Is Your Troubled Project Jumping the Shark?post by Chris Curran on July 6, 2010
John Sviokla examines Google’s acquisition of travel information company ITA in his post Friday and wonders if they might be taking their eyes off the ball. He stops short of saying Google’s “jumping the shark” with this move, but in view of the growth of Facebook and even LinkedIn, it’s still an interesting question.
References to “jumping the shark” have been coming out of nowhere lately to this term that refers to the point in the life of a TV show that it starts going downhill. The term itself comes from the Happy Days episode when Fonzie attempts a water ski jump over a shark. Jumping the shark happens when network leadership senses that something needs to change and starts doing silly things or making cosmetic changes instead of examining what got them there in the first place and fixing anything there that’s broken. For more on the subject, TV Guide lists 19 ways that shows jump the shark and hundreds of examples.
As John suggests, there is a decent analogy for businesses. If Google takes its eye off the ball and starts making off-strategy acquisitions, maybe they are jumping the shark. I was wondering if there are similar signs for IT projects. When project leadership senses that something isn’t quite right, do they step back and evaluate the overall plan, approach, schedule, and business case or do they tweak a few things and hope that it will get better?
Thinking through a few good and bad projects, some projects that were starting to slip took both routes - some fixed the core and some just put some makeup on the pig. Thinking of the latter case, here are some signs that your project might be jumping the shark.
Changed the Project Manager
It’s important to know if it’s the project manager who is unable to lead the project or the project plan and approach that’s broken.
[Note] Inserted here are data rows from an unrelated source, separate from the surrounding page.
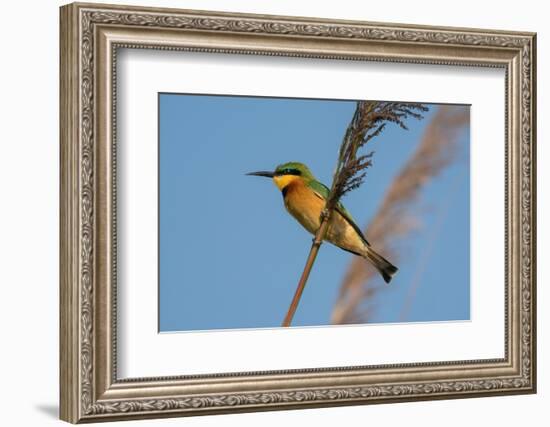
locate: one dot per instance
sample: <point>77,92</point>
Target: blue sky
<point>230,255</point>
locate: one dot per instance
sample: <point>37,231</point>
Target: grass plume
<point>369,120</point>
<point>394,221</point>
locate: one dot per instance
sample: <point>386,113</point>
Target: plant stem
<point>317,241</point>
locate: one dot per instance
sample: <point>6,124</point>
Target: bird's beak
<point>262,173</point>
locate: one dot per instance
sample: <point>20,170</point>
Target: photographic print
<point>246,182</point>
<point>267,212</point>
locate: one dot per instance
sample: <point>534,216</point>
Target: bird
<point>305,197</point>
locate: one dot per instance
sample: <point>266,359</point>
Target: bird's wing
<point>322,191</point>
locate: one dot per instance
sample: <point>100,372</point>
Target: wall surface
<point>29,213</point>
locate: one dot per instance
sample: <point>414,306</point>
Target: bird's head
<point>286,173</point>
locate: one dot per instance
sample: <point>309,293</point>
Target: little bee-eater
<point>305,199</point>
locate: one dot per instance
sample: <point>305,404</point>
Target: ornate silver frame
<point>90,35</point>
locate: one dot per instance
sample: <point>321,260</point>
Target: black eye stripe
<point>289,172</point>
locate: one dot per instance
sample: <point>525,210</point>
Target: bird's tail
<point>386,268</point>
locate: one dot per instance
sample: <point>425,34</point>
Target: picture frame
<point>91,36</point>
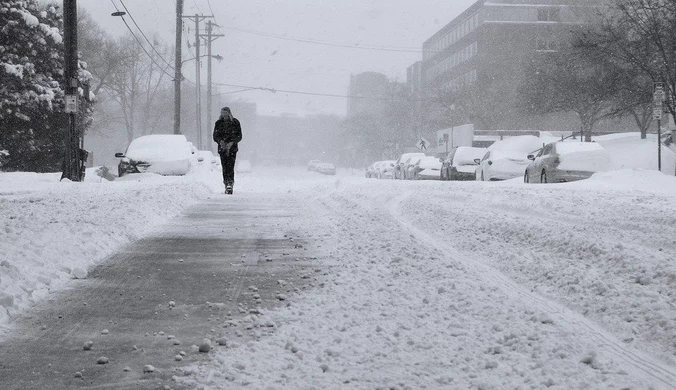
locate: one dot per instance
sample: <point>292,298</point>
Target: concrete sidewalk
<point>223,259</point>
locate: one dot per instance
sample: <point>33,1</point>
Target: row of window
<point>453,60</point>
<point>467,78</point>
<point>464,28</point>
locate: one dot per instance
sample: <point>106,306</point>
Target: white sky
<point>283,64</point>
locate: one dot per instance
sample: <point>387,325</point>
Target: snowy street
<point>437,285</point>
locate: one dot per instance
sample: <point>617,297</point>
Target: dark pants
<point>228,165</point>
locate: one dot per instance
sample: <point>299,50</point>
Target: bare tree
<point>577,80</point>
<point>640,35</point>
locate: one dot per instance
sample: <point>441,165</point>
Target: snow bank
<point>52,231</point>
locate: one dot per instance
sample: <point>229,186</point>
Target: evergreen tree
<point>32,122</point>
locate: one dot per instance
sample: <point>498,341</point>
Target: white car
<point>385,170</point>
<point>427,168</point>
<point>399,165</point>
<point>566,161</point>
<point>243,166</point>
<point>164,154</point>
<point>326,168</point>
<point>507,159</point>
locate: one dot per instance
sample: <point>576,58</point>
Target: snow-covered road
<point>438,285</point>
<point>477,285</point>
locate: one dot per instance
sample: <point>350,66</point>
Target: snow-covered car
<point>164,154</point>
<point>507,159</point>
<point>566,161</point>
<point>427,168</point>
<point>399,165</point>
<point>243,166</point>
<point>371,170</point>
<point>326,168</point>
<point>206,158</point>
<point>409,166</point>
<point>385,170</point>
<point>460,163</point>
<point>312,165</point>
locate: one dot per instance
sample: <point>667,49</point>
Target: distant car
<point>164,154</point>
<point>427,168</point>
<point>460,163</point>
<point>399,171</point>
<point>207,158</point>
<point>566,161</point>
<point>371,170</point>
<point>312,165</point>
<point>326,168</point>
<point>507,159</point>
<point>385,170</point>
<point>243,166</point>
<point>409,166</point>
Cut Major Amounts of Scope
Scope is an ongoing focus for me. It is maybe the most important design aspect of a project because each scope element has business value associated with it. However, “cutting scope” is also one of the most widely discussed remedies on project teams - from the most junior team member to the leadership - when things get tough. Trying to get things on track by cutting large amounts of scope may make the project seem more manageable but it will also likely gut the business value delivered.
Fired the Consultant
I can’t think of a time in which a consultant was asked to leave or whose contract was not renewed before a project finished where the project was successfully completed as planned (yes, this is a self serving, albeit true point). The best case after firing a consultant may be to kill the project and start again. Trying to continue to execute a project planned to optimize the skills and approaches of a 3rd party but without that 3rd party is not a good idea.
Renamed the Project
This is more common than you would think. One of my insurance clients has renamed their policy administration system replacement project at least twice and it’s still a few years away from completing. A few years ago, I worked with a wireless telecom firm who named their transformation program with their company name and the year - like “WidgetCo 2007.” Needless to say, when their schedules started to slip, they changed the name and removed the date to de-emphasize how long they had taken.
There are certainly reasons for doing these things, but doing them as fixes for an unhealthy core won’t help. Make sure you are changing your project approaches, operating model and staffing for the right reasons and are not “jumping the shark!”